La arena quemaba bajo nuestros pies. Las olas del mar inundaban mis oídos con su rugir indomable. Los caballos de espuma están enojados hoy - te dije - y continué admirando tus cabellos de manzanilla y ojos de miel.
Me miraste y sonreíste. Y yo, floté. Estaba perdidamente enamorada de ti; de tu esencia, de tus roturas y de tus defectos. Maldita sea, estaba enamorada de las pláticas, de las risas, de los abrazos, de los desvelos. Estaba enamorada de las horas, de los minutos, de los cigarros, de las siestas, de los desayunos y de las comidas a tu lado.
Estaba enamorada de tus ojos, de tus manos, de tus pies. E incluso estaba enamorada de tu errónea creencia de que las arañas son insectos. Estaba enamorada de tus silencios, de tus palabras, de tus risas. Estaba enamorada de ti completa y perdidamente.
El espejismo de un beso se coló en la realidad. El calor de tus manos, la textura de tus labios deshidratados y el olor de tu cuello me transportaron a una dimensión alterna. Los caballos de espuma se callaron, el Sol dejó de quemar y la arena bajo mis pies se convirtió en algodón. El cielo tomó el color amarillento de tus ojos y el viento aulló tu nombre. Yo me convertí en víctima de tus caricias.
El mundo se tiñó de rojo. Fundidos en un abrazo interminable nos fuimos a dormir. Soñé contigo y una realidad distinta. Una realidad en donde tú y yo jugábamos a ser felices. Un lugar en donde la lluvia nos tocaba sin mojarnos. Un espacio en donde nada nos importaba más que amarnos. Un momento congelado en el que el silencio nos arropó y las palabras sobraron. Un instante en donde sólo fuimos tú y yo sin que los alrededores nos molestaran.

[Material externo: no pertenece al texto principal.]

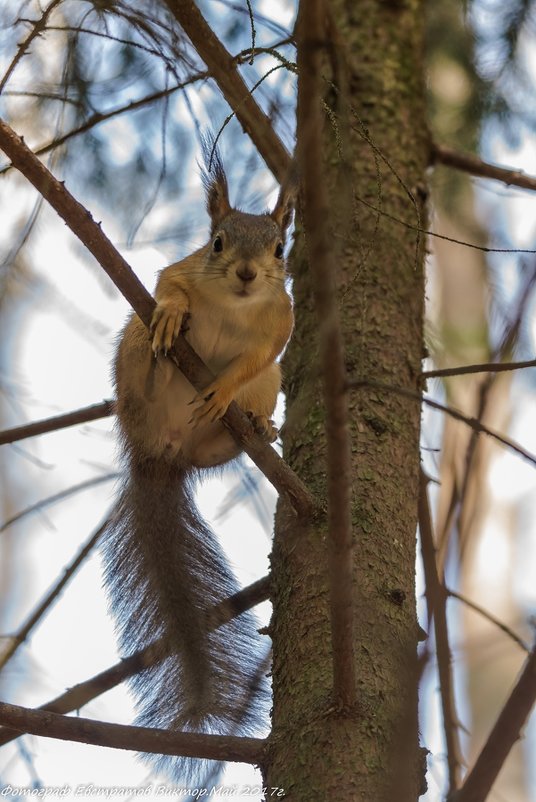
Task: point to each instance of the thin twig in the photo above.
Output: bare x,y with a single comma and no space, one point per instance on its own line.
474,423
18,638
475,166
483,367
91,235
490,617
38,27
437,607
45,502
84,692
83,415
223,69
506,731
100,117
139,739
323,270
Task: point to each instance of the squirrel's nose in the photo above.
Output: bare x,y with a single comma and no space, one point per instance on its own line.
246,273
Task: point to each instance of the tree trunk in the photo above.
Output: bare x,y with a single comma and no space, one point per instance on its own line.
376,154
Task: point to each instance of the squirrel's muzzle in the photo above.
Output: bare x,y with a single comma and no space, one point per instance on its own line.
246,273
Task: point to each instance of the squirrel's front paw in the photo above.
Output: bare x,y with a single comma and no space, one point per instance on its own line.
212,404
166,324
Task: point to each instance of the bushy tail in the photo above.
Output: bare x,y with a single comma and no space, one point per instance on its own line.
165,571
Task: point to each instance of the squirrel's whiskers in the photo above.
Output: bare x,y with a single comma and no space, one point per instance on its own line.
164,567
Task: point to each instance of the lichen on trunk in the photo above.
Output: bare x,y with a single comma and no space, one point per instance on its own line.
375,156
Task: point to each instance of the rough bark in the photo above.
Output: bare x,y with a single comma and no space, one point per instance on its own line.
370,752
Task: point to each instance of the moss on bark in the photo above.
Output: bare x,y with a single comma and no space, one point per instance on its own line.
376,154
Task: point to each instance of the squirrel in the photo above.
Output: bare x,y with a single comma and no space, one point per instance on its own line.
163,565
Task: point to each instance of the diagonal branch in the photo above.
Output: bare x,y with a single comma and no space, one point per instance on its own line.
474,423
483,367
436,595
223,69
139,739
475,166
321,257
84,692
16,640
91,235
502,737
83,415
490,617
38,27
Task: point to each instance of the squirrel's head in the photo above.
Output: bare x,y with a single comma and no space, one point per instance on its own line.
248,247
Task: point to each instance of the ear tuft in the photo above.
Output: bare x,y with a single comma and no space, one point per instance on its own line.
215,182
286,201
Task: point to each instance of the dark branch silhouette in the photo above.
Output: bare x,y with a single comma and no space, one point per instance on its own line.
91,235
84,692
475,166
140,739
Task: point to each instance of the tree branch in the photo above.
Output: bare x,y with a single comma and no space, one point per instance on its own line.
484,367
222,68
133,105
311,36
139,739
84,692
490,617
83,415
38,27
474,423
90,234
502,737
475,166
45,502
437,608
16,640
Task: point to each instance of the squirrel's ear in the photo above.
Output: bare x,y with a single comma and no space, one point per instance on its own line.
215,183
286,202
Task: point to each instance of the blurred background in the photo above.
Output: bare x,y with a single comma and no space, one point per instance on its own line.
114,100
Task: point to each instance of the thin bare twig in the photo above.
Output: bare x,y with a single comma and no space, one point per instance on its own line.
83,415
100,117
91,235
490,617
38,27
322,262
45,502
18,638
502,737
84,692
223,69
483,367
474,423
139,739
437,607
475,166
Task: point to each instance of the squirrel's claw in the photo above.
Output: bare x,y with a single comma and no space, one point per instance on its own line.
264,427
166,324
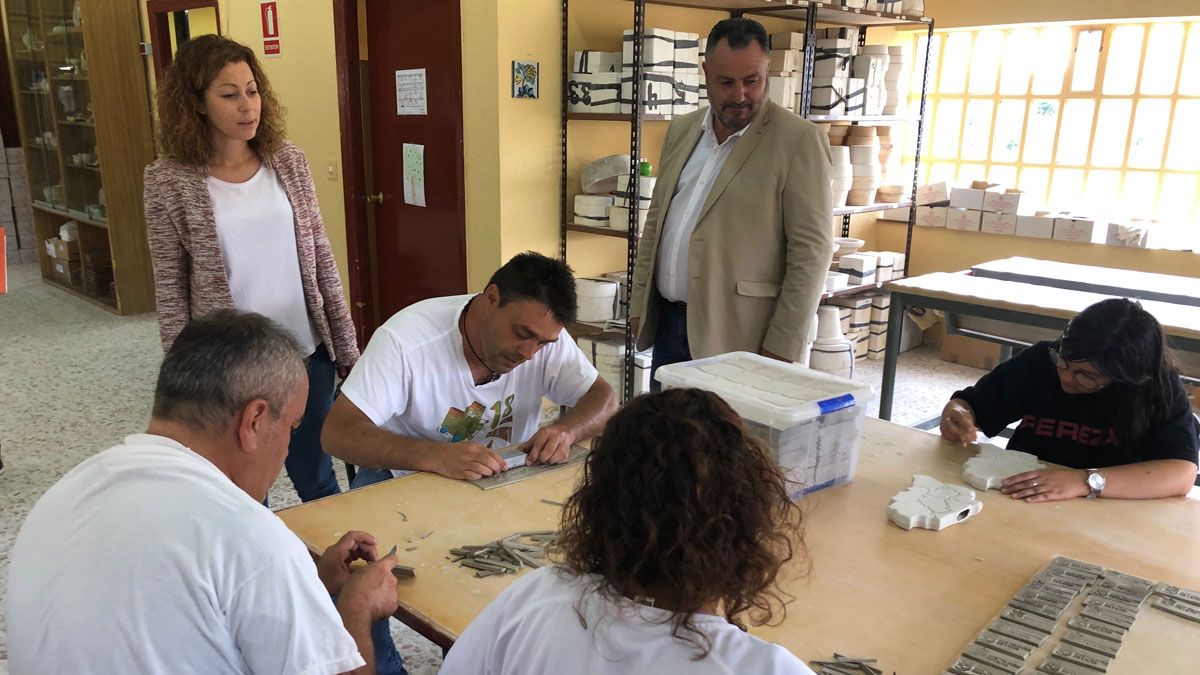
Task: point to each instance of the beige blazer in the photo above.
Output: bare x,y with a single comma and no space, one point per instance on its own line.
761,249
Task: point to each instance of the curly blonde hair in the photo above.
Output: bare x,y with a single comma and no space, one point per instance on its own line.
183,131
681,503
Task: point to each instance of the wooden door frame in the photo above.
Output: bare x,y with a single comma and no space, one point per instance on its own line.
160,28
354,189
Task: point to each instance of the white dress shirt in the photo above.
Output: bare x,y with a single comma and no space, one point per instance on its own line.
683,213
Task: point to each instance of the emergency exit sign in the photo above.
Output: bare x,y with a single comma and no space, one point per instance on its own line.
270,13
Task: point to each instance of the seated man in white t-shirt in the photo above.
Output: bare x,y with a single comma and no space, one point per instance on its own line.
448,381
159,556
676,536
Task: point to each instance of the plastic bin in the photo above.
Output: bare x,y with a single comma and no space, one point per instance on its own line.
811,422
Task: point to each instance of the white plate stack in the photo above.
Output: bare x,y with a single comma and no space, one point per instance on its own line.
593,209
895,79
618,214
841,174
865,168
871,67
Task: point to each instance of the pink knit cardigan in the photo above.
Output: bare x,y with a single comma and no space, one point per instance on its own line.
190,274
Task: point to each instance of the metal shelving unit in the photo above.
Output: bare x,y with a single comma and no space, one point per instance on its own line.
810,13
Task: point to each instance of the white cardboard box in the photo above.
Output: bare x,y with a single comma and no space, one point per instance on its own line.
785,60
999,223
687,93
934,193
589,61
1079,228
687,53
658,91
967,220
787,41
931,216
594,93
1039,227
856,96
781,89
658,48
832,58
1007,202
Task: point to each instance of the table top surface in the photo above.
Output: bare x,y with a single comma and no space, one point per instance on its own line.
911,598
1182,321
1092,275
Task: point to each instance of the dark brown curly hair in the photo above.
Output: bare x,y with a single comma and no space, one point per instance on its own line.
183,131
678,503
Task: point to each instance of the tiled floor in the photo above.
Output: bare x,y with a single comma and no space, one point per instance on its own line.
75,380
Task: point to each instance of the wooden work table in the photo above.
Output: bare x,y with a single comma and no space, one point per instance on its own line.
910,598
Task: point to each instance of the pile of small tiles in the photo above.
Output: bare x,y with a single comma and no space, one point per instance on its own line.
1110,604
846,665
507,555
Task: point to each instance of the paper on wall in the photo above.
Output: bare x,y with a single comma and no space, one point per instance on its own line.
411,96
414,174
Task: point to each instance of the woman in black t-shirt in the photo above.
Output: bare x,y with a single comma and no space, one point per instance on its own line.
1105,399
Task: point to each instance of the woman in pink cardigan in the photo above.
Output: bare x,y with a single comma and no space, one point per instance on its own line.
233,222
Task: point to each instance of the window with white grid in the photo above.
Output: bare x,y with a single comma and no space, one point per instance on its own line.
1090,118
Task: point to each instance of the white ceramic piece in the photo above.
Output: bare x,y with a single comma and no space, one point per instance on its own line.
933,505
988,470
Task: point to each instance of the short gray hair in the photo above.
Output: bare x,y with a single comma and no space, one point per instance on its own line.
220,363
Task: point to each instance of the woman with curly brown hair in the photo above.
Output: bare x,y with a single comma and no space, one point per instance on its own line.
673,541
233,222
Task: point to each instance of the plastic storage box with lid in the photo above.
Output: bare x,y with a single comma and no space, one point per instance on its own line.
810,422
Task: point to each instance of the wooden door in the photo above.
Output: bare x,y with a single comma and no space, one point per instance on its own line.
420,251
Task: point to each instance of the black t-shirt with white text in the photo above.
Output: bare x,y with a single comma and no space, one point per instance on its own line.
1072,429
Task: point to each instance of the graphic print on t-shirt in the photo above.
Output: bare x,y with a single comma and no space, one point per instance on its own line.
461,425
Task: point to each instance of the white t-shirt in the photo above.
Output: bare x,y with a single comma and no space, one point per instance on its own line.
147,559
533,628
257,233
414,381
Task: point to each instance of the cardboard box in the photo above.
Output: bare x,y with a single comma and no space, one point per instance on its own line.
934,193
856,96
832,58
966,220
969,351
57,248
931,216
1006,202
66,272
1132,234
785,60
999,223
781,89
687,53
589,61
657,91
972,197
1078,228
1038,227
870,69
594,93
787,41
658,48
687,94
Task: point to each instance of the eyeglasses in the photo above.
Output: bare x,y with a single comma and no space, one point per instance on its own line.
1086,381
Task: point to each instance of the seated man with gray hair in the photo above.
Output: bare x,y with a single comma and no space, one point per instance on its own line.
157,554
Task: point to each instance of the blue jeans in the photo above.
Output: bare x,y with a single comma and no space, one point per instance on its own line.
388,659
670,338
364,477
309,467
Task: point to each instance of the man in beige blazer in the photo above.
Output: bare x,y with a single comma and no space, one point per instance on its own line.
737,239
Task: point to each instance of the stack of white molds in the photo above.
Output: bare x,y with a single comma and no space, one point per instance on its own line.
841,174
864,159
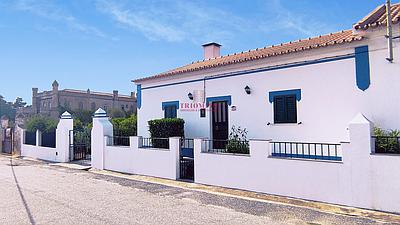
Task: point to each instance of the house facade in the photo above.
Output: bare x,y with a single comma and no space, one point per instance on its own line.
306,90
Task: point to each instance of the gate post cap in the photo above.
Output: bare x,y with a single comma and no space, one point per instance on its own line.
66,115
100,113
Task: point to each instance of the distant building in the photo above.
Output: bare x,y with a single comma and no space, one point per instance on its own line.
49,102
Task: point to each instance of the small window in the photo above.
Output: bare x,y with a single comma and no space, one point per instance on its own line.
170,111
93,106
285,109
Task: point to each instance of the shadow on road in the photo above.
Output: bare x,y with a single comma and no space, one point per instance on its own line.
28,211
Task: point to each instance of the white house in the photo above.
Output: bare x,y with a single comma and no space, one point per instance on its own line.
305,90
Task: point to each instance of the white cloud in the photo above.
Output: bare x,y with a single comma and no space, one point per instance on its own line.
286,19
48,10
174,21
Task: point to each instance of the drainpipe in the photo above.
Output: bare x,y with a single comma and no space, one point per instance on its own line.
389,35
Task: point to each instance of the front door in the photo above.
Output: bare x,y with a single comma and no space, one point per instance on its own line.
7,142
220,126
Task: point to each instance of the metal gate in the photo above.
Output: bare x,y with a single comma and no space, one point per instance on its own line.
8,140
80,144
186,164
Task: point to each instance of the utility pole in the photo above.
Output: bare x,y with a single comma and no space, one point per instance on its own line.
389,35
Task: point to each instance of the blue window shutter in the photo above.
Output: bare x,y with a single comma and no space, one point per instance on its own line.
139,95
363,79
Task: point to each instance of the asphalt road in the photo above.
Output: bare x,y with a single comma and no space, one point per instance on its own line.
37,193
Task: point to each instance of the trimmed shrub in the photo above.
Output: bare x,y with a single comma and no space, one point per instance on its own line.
165,128
41,123
386,141
126,127
238,142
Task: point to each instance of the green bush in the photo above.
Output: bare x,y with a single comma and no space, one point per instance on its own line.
238,142
165,128
41,123
386,141
125,126
117,113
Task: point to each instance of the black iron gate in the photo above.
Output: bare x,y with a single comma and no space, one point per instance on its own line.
186,165
80,144
8,140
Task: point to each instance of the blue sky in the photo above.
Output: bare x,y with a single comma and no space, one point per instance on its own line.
104,44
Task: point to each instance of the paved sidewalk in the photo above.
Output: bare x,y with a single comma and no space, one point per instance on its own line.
33,192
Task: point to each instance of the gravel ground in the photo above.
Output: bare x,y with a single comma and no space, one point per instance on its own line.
37,193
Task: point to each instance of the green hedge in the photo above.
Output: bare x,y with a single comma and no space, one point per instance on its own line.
41,123
125,126
165,128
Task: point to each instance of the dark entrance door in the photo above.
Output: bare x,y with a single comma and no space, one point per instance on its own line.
7,143
80,144
220,126
186,159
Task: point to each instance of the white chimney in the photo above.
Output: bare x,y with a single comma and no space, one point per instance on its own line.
211,50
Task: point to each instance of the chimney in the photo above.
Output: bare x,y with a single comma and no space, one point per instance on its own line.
211,50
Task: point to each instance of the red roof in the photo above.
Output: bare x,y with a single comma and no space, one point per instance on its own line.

Te besé interminablemente. Te toqué indiscriminadamente. Te amé irremediablemente. En ese minuto de eternidad, mis deseos más profundos se materializaron en tu piel con tatuajes, en tu lengua con arete, en tu risa melodiosa.
Mis ojos se perdieron entre los pliegues de tus labios. De repente, olvidé cómo hablar español y mi lengua únicamente podía pronunciar tu nombre y apellidos. Ay Núñez, ¿qué hiciste de mí? - te grité con coraje - y dejé que la espada de tu amor no declarado me destruyera las entrañas y el corazón.
Cuando abrí los ojos, tu olor inconfundible mezcla de tequila con Marlboro impregnó el ambiente. Tu espalda plagada con todas las constelaciones del Universo me saludó. Te volteaste y miraste mi boca, acariciaste mi mejilla, te internaste en mis ojos y yo supe que jamás volvería a ser la misma. Entendí en ese instante que había envenenado mi corazón y que jamás podría amar a nadie con la misma intensidad que a ti. Y comprendí que Nuria Monfort, de la obra de Zafón, y yo, compartimos el mismo dolor: las dos amábamos a un hombre perdido en su propio planeta.
La realidad me llamó de regreso. Y yo, perdidamente enamorada de ti, me dejé consumir por la espuma del mar. Me hundí irremediablemente en el océano azul sabiendo que jamás te volvería a tocar.